On Thursday a federal judge refused a request from DeKalb, Ill.-based Cavel International–the nation’s last operating horse slaughterhouse–to remain open, but the legal dispute still isn’t over.
“Obviously we’re disappointed with the ruling,” said Cavel attorney Phil Calabrese, adding that the company can still file an appeal.
In late May, Illinois Gov. Rod Blagojevich signed a law banning the import, export, possession and slaughter of horses intended for human consumption, which forced Cavel to close. But the company immediately challenged the state law in federal court and was granted a temporary order in early June that prevented officials from enforcing the ban. The order was extended once, which allowed Cavel to continue operations, but on Thursday Cavel was ordered to shut down by a federal judge.

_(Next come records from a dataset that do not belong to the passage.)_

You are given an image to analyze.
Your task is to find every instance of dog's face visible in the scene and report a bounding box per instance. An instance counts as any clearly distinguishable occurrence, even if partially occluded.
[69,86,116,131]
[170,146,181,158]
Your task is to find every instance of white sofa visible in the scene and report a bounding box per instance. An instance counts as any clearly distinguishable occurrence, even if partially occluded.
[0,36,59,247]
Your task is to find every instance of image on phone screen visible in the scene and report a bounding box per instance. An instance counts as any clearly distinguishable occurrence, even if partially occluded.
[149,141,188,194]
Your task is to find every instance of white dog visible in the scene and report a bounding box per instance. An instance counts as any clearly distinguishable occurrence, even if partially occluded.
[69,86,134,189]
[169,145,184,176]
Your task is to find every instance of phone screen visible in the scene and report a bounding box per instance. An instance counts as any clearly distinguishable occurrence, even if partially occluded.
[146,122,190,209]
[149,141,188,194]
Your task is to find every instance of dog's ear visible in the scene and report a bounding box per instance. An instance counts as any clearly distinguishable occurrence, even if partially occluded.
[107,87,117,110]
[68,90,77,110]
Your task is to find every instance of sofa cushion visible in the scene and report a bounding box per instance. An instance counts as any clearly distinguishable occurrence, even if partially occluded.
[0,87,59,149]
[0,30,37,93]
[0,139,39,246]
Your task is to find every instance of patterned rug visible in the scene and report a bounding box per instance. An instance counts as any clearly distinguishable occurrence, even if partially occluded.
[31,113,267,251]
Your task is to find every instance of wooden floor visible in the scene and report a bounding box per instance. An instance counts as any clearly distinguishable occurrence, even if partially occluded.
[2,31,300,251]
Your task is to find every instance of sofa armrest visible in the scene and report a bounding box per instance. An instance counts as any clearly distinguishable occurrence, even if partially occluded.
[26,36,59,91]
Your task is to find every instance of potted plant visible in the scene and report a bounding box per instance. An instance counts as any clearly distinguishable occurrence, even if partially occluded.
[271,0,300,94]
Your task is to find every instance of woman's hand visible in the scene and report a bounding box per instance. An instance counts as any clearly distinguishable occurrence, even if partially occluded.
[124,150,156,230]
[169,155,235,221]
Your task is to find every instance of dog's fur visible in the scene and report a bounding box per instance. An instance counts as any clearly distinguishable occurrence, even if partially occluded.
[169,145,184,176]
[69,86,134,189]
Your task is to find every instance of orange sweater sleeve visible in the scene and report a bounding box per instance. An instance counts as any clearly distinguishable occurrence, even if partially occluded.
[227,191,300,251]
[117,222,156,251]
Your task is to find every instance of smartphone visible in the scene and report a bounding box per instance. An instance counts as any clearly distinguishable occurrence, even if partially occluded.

The federal judge wrote that he “no longer believes that plaintiffs have shown a strong or even negligible likelihood of succeeding on the merits of the action pending before this court.” But the judge hasn’t ruled on Cavel’s original challenge of the state ban. He said he will not do so until a related matter—whether the Humane Society of the United States can be a party in the case—goes through the courts.
“Our primary reaction is we’ll wait and see what the next step is,” said Ann Spillane, chief of staff for the state attorney general. “There are obviously further legal proceedings that are going to happen.”
The Cavel plant has operated in DeKalb for about 20 years, slaughtering about 1,000 horses a week, according to plant officials.